Study Shows a “Singapore Math” Curriculum Can Improve Student Problem Solving Skills
April 1, 2013
A study of HMH Math in Focus (MIF) released today by research firm Empirical Education Inc. demonstrates a positive impact of the curriculum on Clark County School District elementary students’ math problem solving skills. The 2011–2012 study was contracted by the publisher, which left the design, conduct, and reporting to Empirical. MIF provides elementary math instruction based on the pedagogical approach used in Singapore. The MIF approach to instruction is designed to support conceptual understanding, and is said to be closely aligned with the Common Core State Standards (CCSS), which focuses more on in-depth learning than previous math standards.
Empirical found an increase in math problem solving among students taught with HMH Math in Focus compared to their peers. The Clark County School District teachers also reported an increase in their students’ conceptual understanding, as well as an increase in student confidence and engagement while explaining and solving math problems. The study addressed the difference between the CCSS-oriented MIF and the existing Nevada math standards and content. While MIF students performed comparatively better on complex problem solving skills, researchers found that students in the MIF group performed no better than the students in the control group on the measure of math procedures and computation skills. There was also no significant difference between the groups on the state CRT assessment, which has not fully shifted over to the CCSS.
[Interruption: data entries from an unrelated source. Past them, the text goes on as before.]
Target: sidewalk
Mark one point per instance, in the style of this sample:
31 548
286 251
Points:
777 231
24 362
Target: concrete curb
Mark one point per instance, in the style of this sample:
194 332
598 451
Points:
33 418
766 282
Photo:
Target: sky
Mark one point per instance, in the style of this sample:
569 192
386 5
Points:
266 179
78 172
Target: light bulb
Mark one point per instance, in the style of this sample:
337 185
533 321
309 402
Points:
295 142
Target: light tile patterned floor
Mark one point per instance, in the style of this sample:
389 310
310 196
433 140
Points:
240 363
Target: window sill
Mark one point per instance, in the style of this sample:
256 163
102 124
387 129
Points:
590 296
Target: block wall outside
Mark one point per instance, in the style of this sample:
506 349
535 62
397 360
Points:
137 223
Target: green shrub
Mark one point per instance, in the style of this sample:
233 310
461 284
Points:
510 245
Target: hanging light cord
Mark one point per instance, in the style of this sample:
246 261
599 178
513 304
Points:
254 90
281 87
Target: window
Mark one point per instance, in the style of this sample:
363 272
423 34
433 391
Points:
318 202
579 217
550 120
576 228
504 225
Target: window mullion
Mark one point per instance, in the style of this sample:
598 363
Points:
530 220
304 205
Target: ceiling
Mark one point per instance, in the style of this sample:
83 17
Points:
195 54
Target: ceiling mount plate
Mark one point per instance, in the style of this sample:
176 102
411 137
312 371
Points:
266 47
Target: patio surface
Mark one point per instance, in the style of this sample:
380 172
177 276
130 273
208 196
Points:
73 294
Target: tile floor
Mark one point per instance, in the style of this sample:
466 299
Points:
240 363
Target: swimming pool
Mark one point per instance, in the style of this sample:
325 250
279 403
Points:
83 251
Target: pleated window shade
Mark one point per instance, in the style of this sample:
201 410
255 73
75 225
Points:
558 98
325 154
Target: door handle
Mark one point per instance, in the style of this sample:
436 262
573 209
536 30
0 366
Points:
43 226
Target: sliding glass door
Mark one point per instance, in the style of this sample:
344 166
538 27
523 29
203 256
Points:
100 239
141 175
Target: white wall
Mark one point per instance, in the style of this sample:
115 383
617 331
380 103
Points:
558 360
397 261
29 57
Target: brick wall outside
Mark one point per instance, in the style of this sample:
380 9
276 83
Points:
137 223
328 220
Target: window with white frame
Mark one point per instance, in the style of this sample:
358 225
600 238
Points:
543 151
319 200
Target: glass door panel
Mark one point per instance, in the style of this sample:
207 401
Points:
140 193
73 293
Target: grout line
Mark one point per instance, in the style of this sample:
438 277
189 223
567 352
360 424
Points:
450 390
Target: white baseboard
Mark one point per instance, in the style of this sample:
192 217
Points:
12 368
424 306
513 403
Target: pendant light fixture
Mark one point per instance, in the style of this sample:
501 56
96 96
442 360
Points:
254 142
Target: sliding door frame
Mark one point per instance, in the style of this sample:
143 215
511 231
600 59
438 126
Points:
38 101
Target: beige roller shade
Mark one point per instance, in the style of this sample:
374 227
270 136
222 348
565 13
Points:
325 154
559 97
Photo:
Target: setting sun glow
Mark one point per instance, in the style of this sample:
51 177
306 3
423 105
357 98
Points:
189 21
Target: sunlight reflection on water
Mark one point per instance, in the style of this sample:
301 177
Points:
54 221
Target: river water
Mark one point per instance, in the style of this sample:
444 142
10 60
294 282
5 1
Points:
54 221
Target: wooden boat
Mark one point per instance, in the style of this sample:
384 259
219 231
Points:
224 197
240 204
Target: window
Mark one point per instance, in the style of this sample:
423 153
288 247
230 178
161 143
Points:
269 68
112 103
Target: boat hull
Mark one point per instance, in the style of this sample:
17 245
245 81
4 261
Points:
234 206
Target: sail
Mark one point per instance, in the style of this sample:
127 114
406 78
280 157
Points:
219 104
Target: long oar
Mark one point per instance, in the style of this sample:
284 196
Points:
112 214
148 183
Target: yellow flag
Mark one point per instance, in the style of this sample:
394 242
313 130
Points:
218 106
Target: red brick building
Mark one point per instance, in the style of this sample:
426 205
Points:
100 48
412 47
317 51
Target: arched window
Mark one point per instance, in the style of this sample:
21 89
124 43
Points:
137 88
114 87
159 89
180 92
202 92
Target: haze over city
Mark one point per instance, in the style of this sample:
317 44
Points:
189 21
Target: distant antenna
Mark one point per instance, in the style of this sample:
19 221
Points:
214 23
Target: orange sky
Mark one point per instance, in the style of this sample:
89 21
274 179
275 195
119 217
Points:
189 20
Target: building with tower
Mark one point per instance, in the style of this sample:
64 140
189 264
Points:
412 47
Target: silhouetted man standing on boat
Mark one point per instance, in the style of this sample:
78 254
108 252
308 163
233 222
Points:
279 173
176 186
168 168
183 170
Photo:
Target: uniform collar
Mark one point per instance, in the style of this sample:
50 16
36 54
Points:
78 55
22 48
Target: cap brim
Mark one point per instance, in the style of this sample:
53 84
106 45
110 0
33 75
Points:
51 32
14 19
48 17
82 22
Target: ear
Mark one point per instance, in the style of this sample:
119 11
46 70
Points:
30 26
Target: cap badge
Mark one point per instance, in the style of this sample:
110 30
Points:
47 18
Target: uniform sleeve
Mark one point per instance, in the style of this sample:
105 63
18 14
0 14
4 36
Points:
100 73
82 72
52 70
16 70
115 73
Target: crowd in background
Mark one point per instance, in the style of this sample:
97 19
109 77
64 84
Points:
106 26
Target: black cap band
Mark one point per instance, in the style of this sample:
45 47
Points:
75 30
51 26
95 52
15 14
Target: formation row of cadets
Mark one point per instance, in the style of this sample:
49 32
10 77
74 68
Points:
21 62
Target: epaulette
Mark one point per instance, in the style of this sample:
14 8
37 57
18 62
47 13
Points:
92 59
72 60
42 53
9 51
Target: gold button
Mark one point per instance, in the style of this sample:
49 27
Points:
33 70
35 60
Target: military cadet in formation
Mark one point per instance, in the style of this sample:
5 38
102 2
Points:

The research used a group randomized control trial to examine the performance of students in grades 3-5 during the 2011-2012 school year. Each grade-level team was randomly assigned to either the treatment group that used MIF or the control group that used the conventional math curriculum. Researchers used three different assessments to capture math achievement contrasting procedural and problem solving skills. Additionally, the research design employed teacher survey data to conduct mediator analyses (correlations between percentage of math standards covered and student math achievement) and assess fidelity of classroom implementation.